Databases

Building AI-powered apps on Google Cloud databases using pgvector, LLMs and LangChain

June 26, 2023

Saket Saurabh

Software Engineer

Editor's note, January 6, 2025: AlloyDB now supports the ScaNN index in addition to open source pgvector, bringing twelve years of Google Research to PostgreSQL for improved vector search performance and accuracy.

Cloud SQL for PostgreSQL and AlloyDB for PostgreSQL now support the pgvector extension, bringing the power of vector search operations to PostgreSQL databases. You can read the full announcement here.

In this step-by-step tutorial, we will show you how to add generative AI features to your own applications with just a few lines of code using pgvector, LangChain and LLMs on Google Cloud. You can also follow along with our guided tutorial video. We’ll build a sample Python application that can understand and respond to human language queries about the data stored in your PostgreSQL database. Then, we’ll further push the creative limits of the application by teaching it to create new AI-generated product descriptions based on our existing dataset about children's toys. Forget about boring “orange and white cat stuffed animal” descriptions of days past — with AI, you can now generate descriptions like “ferocious and cuddly companion to keep your little one company, from crib to pre-school”. Let's see what our AI-generated taglines can do!

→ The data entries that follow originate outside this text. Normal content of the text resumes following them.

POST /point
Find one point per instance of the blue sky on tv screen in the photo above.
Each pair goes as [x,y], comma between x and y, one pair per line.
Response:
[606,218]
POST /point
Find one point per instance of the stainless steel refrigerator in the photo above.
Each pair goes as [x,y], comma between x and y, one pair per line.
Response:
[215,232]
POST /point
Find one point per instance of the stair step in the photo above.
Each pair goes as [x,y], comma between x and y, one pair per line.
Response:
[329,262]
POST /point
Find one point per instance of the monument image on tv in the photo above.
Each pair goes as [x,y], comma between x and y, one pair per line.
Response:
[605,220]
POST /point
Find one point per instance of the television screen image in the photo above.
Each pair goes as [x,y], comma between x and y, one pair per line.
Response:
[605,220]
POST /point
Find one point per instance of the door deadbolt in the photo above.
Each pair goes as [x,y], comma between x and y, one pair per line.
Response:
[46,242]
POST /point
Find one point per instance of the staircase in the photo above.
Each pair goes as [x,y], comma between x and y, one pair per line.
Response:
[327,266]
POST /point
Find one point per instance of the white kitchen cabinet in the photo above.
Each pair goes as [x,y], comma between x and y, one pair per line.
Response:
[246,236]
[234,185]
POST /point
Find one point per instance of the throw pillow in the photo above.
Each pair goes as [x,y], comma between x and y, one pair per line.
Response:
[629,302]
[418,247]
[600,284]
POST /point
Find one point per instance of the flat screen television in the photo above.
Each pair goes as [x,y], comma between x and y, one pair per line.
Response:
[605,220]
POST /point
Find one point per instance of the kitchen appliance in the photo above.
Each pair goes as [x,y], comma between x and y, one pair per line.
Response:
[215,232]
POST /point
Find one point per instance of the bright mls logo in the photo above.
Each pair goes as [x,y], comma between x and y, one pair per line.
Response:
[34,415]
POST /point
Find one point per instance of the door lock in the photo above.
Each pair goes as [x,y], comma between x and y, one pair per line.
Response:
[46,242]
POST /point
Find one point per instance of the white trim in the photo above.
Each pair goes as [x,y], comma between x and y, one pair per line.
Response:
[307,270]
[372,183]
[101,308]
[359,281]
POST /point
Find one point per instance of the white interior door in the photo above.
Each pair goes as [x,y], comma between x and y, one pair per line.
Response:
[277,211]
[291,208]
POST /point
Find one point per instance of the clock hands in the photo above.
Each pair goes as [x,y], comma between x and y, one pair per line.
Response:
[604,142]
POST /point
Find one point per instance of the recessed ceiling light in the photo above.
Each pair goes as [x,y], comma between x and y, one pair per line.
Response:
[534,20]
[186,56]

How to install pgvector in Cloud SQL and AlloyDB for PostgreSQL

The pgvector extension can be installed within an existing instance of Cloud SQL for PostgreSQL and AlloyDB for PostgreSQL using the CREATE EXTENSION command as shown below. If you do not have an existing instance, create one for Cloud SQL and AlloyDB.

The new `vector` data type

Under the hood, the pgvector extension uses the PostgreSQL `CREATE TYPE` command to register a new data type called `vector`. PostgreSQL table columns can be defined using this new `vector` data type. A string with comma-separated numbers within square brackets can be used to insert values into this column as shown below.

The following code snippet uses a three-dimensional vector as an example. In actual AI/ML applications, a vector has many more dimensions, typically in the order of hundreds.

New similarity search operators in pgvector

The pgvector extension also introduces new operators for performing similarity matches on vectors, allowing you to find vectors that are semantically similar. Two such operators are:

‘<->’: returns the Euclidean distance between the two vectors. Euclidean distance is a good choice for applications where the magnitude of the vectors is important — for example, in mapping and navigation applications, or when implementing the K-means clustering algorithm in machine learning.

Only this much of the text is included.